Moving from stigmatization toward competent interdisciplinary care of patients with [FND]: focus group interviews, 2019, Klinke et al

Andy

Retired committee member
Not a recommendation.
Purpose: To explore facilitating and inhibiting factors in the inpatient care of patients with functional neurological disorders as experienced by interdisciplinary teams of healthcare professionals.

Method: Qualitative focus group interviews were conducted with 18 healthcare professionals of various professions. Data were analyzed using qualitative content analysis with inductive coding of data.

Results: Two main categories were formulated: (a) Giving the diagnosis to patients – a moment of fragility and opportunities, and (b) Organization of care – ensuring the continuity and protecting patients’ self-image. One overarching theme tied the two categories together: Establishing coherence in the inpatient trajectory – moving from stigmatization toward competent care. Coherence and steadiness in care was a prerequisite for transparency in goalsetting and for designating the responsibilities of individual healthcare professionals.
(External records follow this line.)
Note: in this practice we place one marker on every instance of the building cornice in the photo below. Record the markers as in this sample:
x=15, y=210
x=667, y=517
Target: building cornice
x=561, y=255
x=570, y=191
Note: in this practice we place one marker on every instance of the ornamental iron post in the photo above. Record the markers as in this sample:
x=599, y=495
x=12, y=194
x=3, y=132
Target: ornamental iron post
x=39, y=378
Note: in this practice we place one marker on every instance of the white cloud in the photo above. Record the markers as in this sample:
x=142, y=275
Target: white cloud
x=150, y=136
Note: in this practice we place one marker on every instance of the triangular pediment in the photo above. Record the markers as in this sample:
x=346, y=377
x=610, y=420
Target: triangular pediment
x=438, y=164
Stigma and having clinical experience and knowledge of functional neurological disorders, as two counter-factors, influenced the extent to which this was achieved. Examples of facilitating factors for enhancing competent care were documentation of symptoms, effective ways of passing on clinical information, education, professional dialog, and organizational support.

Discussion: To nurture competent care, guidelines, structured educational initiatives and other supportive actions should be promoted. We provide ideas for the next logical steps for clinical practice and research.

  • IMPLICATIONS FOR REHABILITATION
  • Close collaboration between interdisciplinary healthcare professionals plays an important role for reaching optimal results in the rehabilitation of inpatients with functional neurological disorder.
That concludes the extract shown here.